野田秀樹の新作『逆鱗』は、水族館と人魚が住む海底を往復する物語である。野田作品には、『キル』の井戸や『THE DIVER』の無意識のように垂直に降下するイメージが見られるが、ここでも地上と深海へのダイブが主題となっている。
まずは、提示されるイメージが優れている。冒頭、NINGYO(松たか子)がまとって出てくる衣装(ひびのこづえ)のフォルムは人とも魚とも、そのどちらでもない人魚のイメージを美的に捉えている。足元の裾には黒の地にスパンコールがきらめく。アンデルセンの童話やジロドゥの『オンディーヌ』の残影をまといつつ、彼女がいかに変身していくかが『逆鱗』の縦糸となっている。

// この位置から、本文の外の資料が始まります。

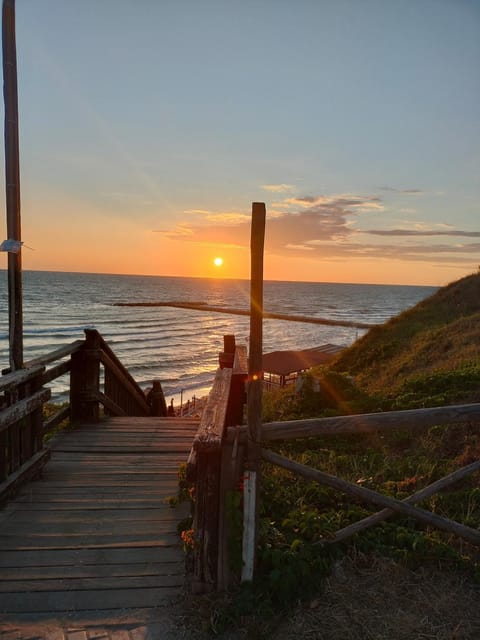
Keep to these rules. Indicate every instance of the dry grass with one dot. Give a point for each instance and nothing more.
(376, 599)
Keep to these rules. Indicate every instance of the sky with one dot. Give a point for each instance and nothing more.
(149, 127)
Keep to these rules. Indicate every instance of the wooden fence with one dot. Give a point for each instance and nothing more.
(97, 379)
(217, 467)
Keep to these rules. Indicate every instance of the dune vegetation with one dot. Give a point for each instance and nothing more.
(427, 356)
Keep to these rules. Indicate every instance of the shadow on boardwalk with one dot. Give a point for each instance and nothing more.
(93, 543)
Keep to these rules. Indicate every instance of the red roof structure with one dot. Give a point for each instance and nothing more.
(282, 367)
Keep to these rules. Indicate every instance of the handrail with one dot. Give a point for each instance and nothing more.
(23, 394)
(367, 422)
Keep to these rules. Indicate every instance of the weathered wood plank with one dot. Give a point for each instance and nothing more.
(12, 380)
(120, 557)
(28, 470)
(212, 423)
(26, 574)
(19, 542)
(23, 408)
(75, 601)
(95, 533)
(62, 352)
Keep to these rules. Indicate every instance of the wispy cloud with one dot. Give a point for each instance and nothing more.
(408, 192)
(278, 188)
(329, 227)
(427, 233)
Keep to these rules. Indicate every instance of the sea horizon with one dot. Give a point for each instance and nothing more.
(151, 275)
(180, 347)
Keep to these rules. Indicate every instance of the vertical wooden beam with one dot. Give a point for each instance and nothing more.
(254, 392)
(12, 182)
(85, 380)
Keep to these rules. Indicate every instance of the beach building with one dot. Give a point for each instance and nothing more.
(281, 368)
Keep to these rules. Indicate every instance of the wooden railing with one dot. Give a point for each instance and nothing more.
(97, 378)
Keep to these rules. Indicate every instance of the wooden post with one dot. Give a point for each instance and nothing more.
(254, 392)
(158, 406)
(85, 380)
(12, 183)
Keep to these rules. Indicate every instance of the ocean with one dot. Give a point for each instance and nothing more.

劇の冒頭、舞台上手に巨大な水槽のイメージが現れる。魚の群れを演じるアンサンブルに囲まれて、NINOGYOがそっと立つ。特殊ガラスの小道具を組み合わせ歪み拡大した像が舞台上に現れる。海底に雪がひとひらふりかかる。それはいつか水族館で見た幻想的なイメージを呼びさまして、はかなく消え去っていく。『逆鱗』は水槽ばかりではなく、海底を大胆に泳ぎ渡る魚たちの回遊が鮮烈に描かれるが、やがて、そのイメージは美的なものにとどまらずに、破壊と自死へと連なる大戦末期の記憶へとつながっていく。

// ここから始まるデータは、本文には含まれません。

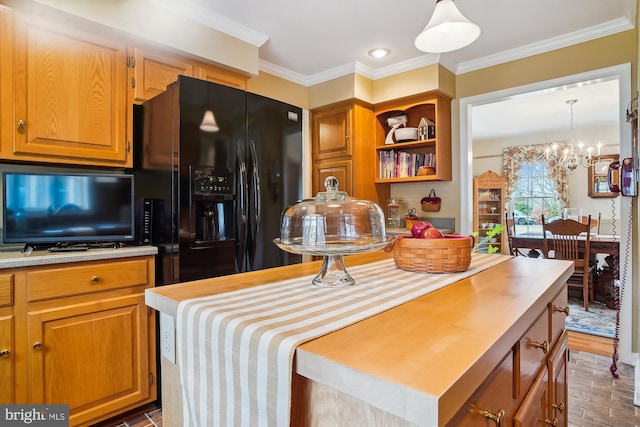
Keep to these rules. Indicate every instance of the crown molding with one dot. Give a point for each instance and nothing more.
(220, 23)
(595, 32)
(211, 19)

現在も上演中のため、後半、人でもなく、魚でもない存在とは何か。書くことをためらう。ただ、ふたつだけ、ここに言葉にしておきたいことがある。
ひとつは、水族館の館長にあたる鵜飼綱元(池田成志)、その娘鵜飼ザコ(井上真央)、人魚学者の柿本魚麻呂(野田秀樹)が、鵜に模した潜水夫たちを絶望的な死へと追いやっていくが、そこには責任を取る主体がない。見えない「上」へ責任を押しつけたまま権力者たちは、グロテスクな相貌を見せつけている。これは近代から現代に至るまで、繰り返し行われてきた日本人の悪行を生み出すシステムではないか。野田はこのシステムを徹底的に攻撃している。
また、指揮命令系統のなかでは、下士官に相当するサキモリ・オモウ(阿部サダヲ)の存在である。彼はありもしない戦果をでっちあげ、だれも本心をいえず、同調を強いる日本的な組織を代表する存在である。その犠牲者の先頭に立つモガリ・サマヨウ(瑛太)と潜水鵜たちは、自分の内心を自分で語ることを封じられている。その絶望の淵からしぼりでるように吐かれる言葉が『逆鱗』の核心にある。海底にはまだ、腐乱死体をのせた死の棺が眠っている。

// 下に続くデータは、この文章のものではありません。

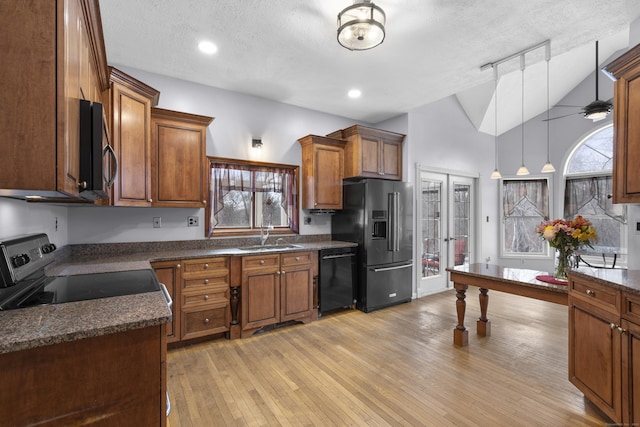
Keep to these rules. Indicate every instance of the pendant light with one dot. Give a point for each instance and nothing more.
(496, 173)
(548, 167)
(523, 169)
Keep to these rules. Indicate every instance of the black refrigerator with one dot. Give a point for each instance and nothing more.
(377, 214)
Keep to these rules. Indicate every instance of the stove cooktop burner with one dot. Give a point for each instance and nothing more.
(62, 289)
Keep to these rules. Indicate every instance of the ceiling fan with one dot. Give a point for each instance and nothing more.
(596, 110)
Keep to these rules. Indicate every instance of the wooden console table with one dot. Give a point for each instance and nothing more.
(517, 281)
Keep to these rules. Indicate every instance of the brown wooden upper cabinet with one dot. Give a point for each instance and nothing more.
(371, 153)
(626, 110)
(179, 160)
(322, 172)
(130, 124)
(52, 56)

私はこの劇に「だれも本当のことを言えなくなってしまった」現在の社会のありようを思う。それはつとに指摘されているように、言論を封じられたまま、反対を口にすることさえはばかられ、怒濤のように太平洋戦争へと突入していったあの時代の再現であった。
はじめは可愛らしいお嬢さんに見えた鵜飼ザコが、次第に巨大な悪に成長していく姿を井上が目に狂気を宿しつつ演じている。透明な声が次第に熱狂を帯びていく。
人でもなく、魚でもない松たか子は、台詞を歌うことを禁じられている。叙情的な死への讃歌へと陥ることなく、ただ海底で起こった悲劇を叙述する語り部としての役割をひたすら演じきったのだった。
東京芸術劇場での公演は、3月13日まで。続いて大阪、北九州を巡演。